A woman is spacing out at work. She holds her hands to her head and tries to focus.
Not sleeping well causes your brain to act as though you have been drinking too much. (For Spectrum Health Beat)

New research suggests that a lack of sleep hampers communication between brain cells, causing temporary mental errors that affect memory and visual perception.

That can lead to problems ranging from minor ones such as forgetting your keys when you leave the house, to more serious consequences such as lack of awareness while driving.

“We discovered that starving the body of sleep also robs neurons of the ability to function properly. This leads to (mental) lapses in how we perceive and react to the world around us,” said study senior author Dr. Itzhak Fried, a professor of neurosurgery at the University of California, Los Angeles and Tel Aviv University in Israel.

Fried added that severe fatigue “exerts a similar influence on the brain to drinking too much. Yet no legal or medical standards exist for identifying overtired drivers on the road the same way we target drunk drivers.”

The study included 12 epilepsy patients who had electrodes placed in their brains prior to surgery to pinpoint the origin of their seizures. They were kept awake all night to provoke seizures.

The patients were asked to categorize a number of images as quickly as possible while the electrodes recorded the activity of brain cells that control memory and visual perception. As the patients grew more sleepy, these brain cells slowed down and the task grew more difficult.

“We were fascinated to observe how sleep deprivation dampened brain cell activity,” study lead author Yuval Nir said in a UCLA news release. He is a researcher at Tel Aviv University’s Department of Physiology and Pharmacology.

“Unlike the usual rapid reaction,” Nir added, “the neurons responded slowly and fired more weakly, and their transmissions dragged on longer than usual.”

The reduced brain cell activity was accompanied by slower brain waves.

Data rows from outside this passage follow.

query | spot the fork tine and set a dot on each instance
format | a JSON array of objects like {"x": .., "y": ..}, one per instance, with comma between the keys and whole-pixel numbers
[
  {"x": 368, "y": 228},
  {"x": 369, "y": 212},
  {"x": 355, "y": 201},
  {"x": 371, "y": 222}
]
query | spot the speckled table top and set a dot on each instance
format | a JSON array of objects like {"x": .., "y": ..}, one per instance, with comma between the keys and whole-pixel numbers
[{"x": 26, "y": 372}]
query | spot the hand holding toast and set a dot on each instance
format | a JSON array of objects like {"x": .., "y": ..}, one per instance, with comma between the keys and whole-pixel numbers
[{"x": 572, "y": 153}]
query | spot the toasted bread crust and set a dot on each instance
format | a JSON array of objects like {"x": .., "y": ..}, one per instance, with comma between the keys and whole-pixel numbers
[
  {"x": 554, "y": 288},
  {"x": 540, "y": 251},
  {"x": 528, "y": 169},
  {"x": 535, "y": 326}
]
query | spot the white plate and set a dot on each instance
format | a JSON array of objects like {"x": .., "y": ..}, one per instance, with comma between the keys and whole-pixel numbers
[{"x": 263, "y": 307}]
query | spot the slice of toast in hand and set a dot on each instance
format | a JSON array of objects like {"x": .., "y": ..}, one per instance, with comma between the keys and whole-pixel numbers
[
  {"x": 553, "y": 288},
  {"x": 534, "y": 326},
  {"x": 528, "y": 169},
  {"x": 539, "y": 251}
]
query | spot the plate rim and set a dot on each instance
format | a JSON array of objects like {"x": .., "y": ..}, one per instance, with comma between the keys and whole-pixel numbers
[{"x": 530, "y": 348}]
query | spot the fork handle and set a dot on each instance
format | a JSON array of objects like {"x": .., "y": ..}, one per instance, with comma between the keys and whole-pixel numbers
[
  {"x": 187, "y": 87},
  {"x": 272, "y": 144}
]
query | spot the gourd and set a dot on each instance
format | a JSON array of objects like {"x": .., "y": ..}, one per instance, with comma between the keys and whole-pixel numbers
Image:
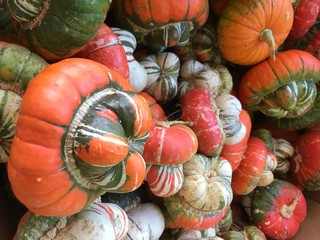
[
  {"x": 169, "y": 145},
  {"x": 18, "y": 66},
  {"x": 235, "y": 144},
  {"x": 305, "y": 164},
  {"x": 146, "y": 221},
  {"x": 106, "y": 48},
  {"x": 163, "y": 72},
  {"x": 56, "y": 29},
  {"x": 249, "y": 32},
  {"x": 82, "y": 135},
  {"x": 306, "y": 13},
  {"x": 247, "y": 176},
  {"x": 199, "y": 108},
  {"x": 205, "y": 194},
  {"x": 160, "y": 25},
  {"x": 99, "y": 221},
  {"x": 194, "y": 74},
  {"x": 138, "y": 76},
  {"x": 278, "y": 209},
  {"x": 284, "y": 90}
]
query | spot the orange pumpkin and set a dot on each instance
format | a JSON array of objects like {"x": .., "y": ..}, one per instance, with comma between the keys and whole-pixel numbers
[
  {"x": 250, "y": 31},
  {"x": 80, "y": 132}
]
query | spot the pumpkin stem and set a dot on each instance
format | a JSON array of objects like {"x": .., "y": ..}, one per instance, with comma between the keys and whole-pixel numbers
[
  {"x": 287, "y": 211},
  {"x": 175, "y": 122},
  {"x": 266, "y": 35},
  {"x": 29, "y": 12}
]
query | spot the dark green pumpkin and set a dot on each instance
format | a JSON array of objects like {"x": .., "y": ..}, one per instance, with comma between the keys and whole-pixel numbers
[
  {"x": 57, "y": 29},
  {"x": 284, "y": 89}
]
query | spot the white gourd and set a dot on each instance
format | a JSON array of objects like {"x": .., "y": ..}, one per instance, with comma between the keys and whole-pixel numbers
[
  {"x": 146, "y": 222},
  {"x": 194, "y": 74},
  {"x": 137, "y": 73}
]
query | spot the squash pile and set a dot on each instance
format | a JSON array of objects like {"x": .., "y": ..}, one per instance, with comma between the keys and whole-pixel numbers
[{"x": 191, "y": 119}]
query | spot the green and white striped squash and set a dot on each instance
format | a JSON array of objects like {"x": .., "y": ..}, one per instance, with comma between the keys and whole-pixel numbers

“Slow, sleep-like waves disrupted the patients’ brain activity and performance of tasks,” Fried said. “This phenomenon suggests that select regions of the patients’ brains were dozing, causing mental lapses, while the rest of the brain was awake and running as usual.”

The study, published online Nov. 6 in the journal Nature Medicine, underscores how dangerous a lack of sleep can be, according to the researchers.

Previous research has linked sleep deprivation to increased risk of depression, obesity, diabetes, heart attack and stroke.

Fried and Nir plan to continue studying the benefits of sleep and the mechanism behind the cellular glitches that precede the mental lapses.

The research was supported by the U.S. National Institute of Neurological Disorders and Stroke, the U.S. National Institute of Mental Health and the Israel Science Foundation, among others.